After seeing the difference that could be made for students in a single school, I got the itch to see if it could be done on a wider scale. I was given the opportunity to support the special education program for five schools in a small district in the same community. The district’s leaders didn’t feel the district possessed the human or physical resources to support the needs of students with disabilities, so they had been externally placing students in schools in a larger neighboring district.
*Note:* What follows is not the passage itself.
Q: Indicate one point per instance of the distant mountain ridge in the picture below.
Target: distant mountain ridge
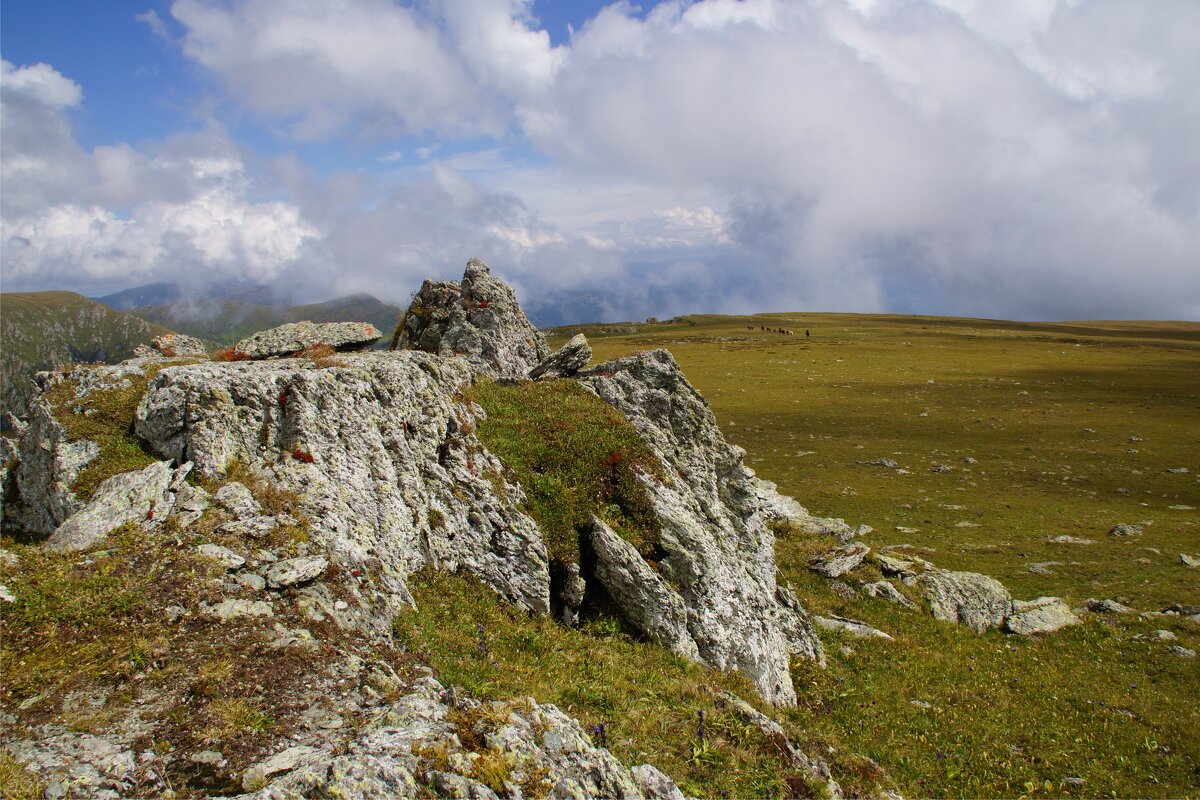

As the Director of Special Education, I worked to recruit the appropriate special education personnel and service providers and to ensure everyone understood the laws and policies that govern special education while also increasing their knowledge and skills on how to collaboratively educate students with disabilities. As a result, we built a comprehensive PK-8th grade special education program that granted our students with disabilities access to general resources while also providing them with an education appropriate for their individual needs. In doing so, we significantly decreased the number of students who were externally placed.
I’ve always been dually endorsed as a special and general educator in the State of Tennessee. Although I’d had about six years of success supporting content and content teachers, I had no experience as an actual content teacher. After taking some time off after my son’s death, I decided to reenter the education world as a content teacher. I applied to teach middle school social studies because I have a minor in history, but I was asked by the principal to teach science and to support RTI2-A as an interventionist. Of course, I had to learn the science content, but I was able to lean on my knowledge and experience as a special education teacher which proved extremely beneficial to all my students. The transition was not difficult, and I loved teaching science!
I enjoyed teaching so much that when I accepted the role as the Professional Learning Communities Coach (PLCC) at the school, I asked my principal if I could still teach at least one class… of course, the answer was no (lol!). Currently, I’m still serving as the PLCC at the same school in the Memphis Shelby County Schools (MSCS) district. As a PLCC in MSCS, my main responsibility is collaborating with leaders, teachers, support staff, and parents to develop and execute annual school improvement plans to support student achievement.
I never stop thinking about how I can expand my reach to support more students, more teachers, more families, and more communities. I recently completed the MSCS Aspiring Leaders Fellowship program because my next short-term professional goal is to become an assistant principal.
If we knew you growing up, how would we have described you?
When I was very young, one of my aunts nicknamed me “Ms. Hathaway” after The Beverly Hillbillies character Jane Hathaway because she thought I shared some of the same characteristics – a matter-of-fact, business-like, and plain.
She was definitely on to something; it was clear that I was quite different from my siblings and cousins. I was the traditional middle child, mostly invisible to my older siblings and viewed as overbearing by my younger siblings. This led to me spending a lot of time alone, which I was very comfortable doing.
I loved reading, playing make-believe, pretending to be a teacher to my dolls, and playing dress-up to perform some of my favorite songs.